Bundesheer: Auf neuen Verteidigungsminister warten viele Baustellen
Wien (APA) - Wer auch immer in der schwarz-blauen Regierung das Verteidigungsressort übernimmt, erbt eine riesige Baustelle. Das Bundesheer ...
Wien (APA) - Wer auch immer in der schwarz-blauen Regierung das Verteidigungsressort übernimmt, erbt eine riesige Baustelle. Das Bundesheer wurde in den vergangenen Jahren finanziell ausgehungert, Waffen, Geräte sowie Fahrzeuge wurden ausrangiert und die Organisation so oft „reformiert“, dass keine einzige Reform zu Ende geführt wurde.
Der scheidende Verteidigungsminister Hans Peter Doskozil (SPÖ) hat in vielen Bereichen eine Trendwende eingeleitet. Das war aber nur ein Anfang. Der künftige Ressortchef wird noch einiges an Bauschutt aufräumen müssen. Die APA bietet im Folgenden einen Überblick.
LUFTRAUMÜBERWACHUNG
Ein großes Thema für den neuen Minister wird die Luftraumüberwachung sein. Zum einen muss dringend ein Ersatz für die seit 1970 eingesetzten Saab 105-Flieger gefunden werden. Die noch in Verwendung befindlichen 15 Düsenflieger werden zu Trainingszwecken und als Unterstützung für den Eurofighter bei der Luftraumüberwachung verwendet. Sie sollen aus Altersgründen 2020 ausrangiert werden.
Die zweite Baustelle sind die Eurofighter selbst. Minister Doskozil hat den Ausstieg aus dem umstrittenen System eingeleitet und geplant gehabt, die Eurofighter und die Saab 105 gemeinsam durch eine Überschall-Flotte mit 15 Einsitzern und drei Doppelsitzern zu ersetzen. Ob die schwarz-blaue Regierung das weiter betreiben wird, ist fraglich. Gut möglich, dass sie stattdessen die Saab 105 durch neue Eurofighter ersetzt. Immerhin ist dieses System schon implementiert. Zudem gibt es Zweifel, ob ein Umstieg auf ein neues System tatsächlich günstiger wäre als die Beibehaltung der Eurofighter.
Auch ein Teil der Hubschrauber-Flotte gehört saniert. Sowohl die 24 Alouette als auch die zehn OH-58 Kiowa müssen aus Altersgründen ersetzt werden.
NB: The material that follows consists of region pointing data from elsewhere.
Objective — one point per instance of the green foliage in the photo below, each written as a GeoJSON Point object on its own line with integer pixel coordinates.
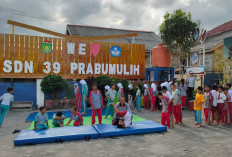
{"type": "Point", "coordinates": [177, 31]}
{"type": "Point", "coordinates": [53, 84]}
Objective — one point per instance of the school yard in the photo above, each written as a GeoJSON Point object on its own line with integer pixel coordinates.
{"type": "Point", "coordinates": [185, 140]}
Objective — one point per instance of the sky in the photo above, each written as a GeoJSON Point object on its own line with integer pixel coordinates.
{"type": "Point", "coordinates": [144, 15]}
Bei den Black-Hawk-Hubschraubern muss die Avionik modernisiert werden, das wurde aber bereits auf Schiene gebracht.
PERSONALMANGEL
Ein massives Problem für das Militär stellt der Personalmangel dar. In manchen Bereichen fehlen dem Bundesheer Hunderte Leute, besonders prekär ist die Situation bei Flugtechnikern, Piloten, Ärzten sowie Gruppenkommandanten, wie die APA aus gut informierter Quelle erfahren hat. Grund dafür sind einerseits der Personalabbau der letzten Jahrzehnte, die steigenden Pensionsabgänge und andererseits schlechte Rahmenbedingungen.
Von 2007 bis 2016 wurden beim Bundesheer 3.071 Vollzeitäquivalente (Zivil- und Militärbedienstete) abgebaut. Alleine in den Jahren 2011 und 2012 wurden jeweils über 600 Stellen gestrichen. Heuer gab es erstmals ein kleines Plus von 19 Vollzeitäquivalenten.
Derzeit verzeichnet das Bundesheer 1.500 bis 1.600 Abgänge pro Jahr, ein Drittel davon sind Pensionierungen, der Rest sind auslaufende Verträge, Kündigungen, Entlassungen, etc. Bis 2020 wird die Zahl der Abgänge auf 1.700 steigen. Dabei sind jetzt schon nur 22.000 der durch den Organisationsrahmen vorgegebenen 25.500 Arbeitsplätze besetzt. Um das aufzufüllen, braucht es entsprechend viele Anwärter.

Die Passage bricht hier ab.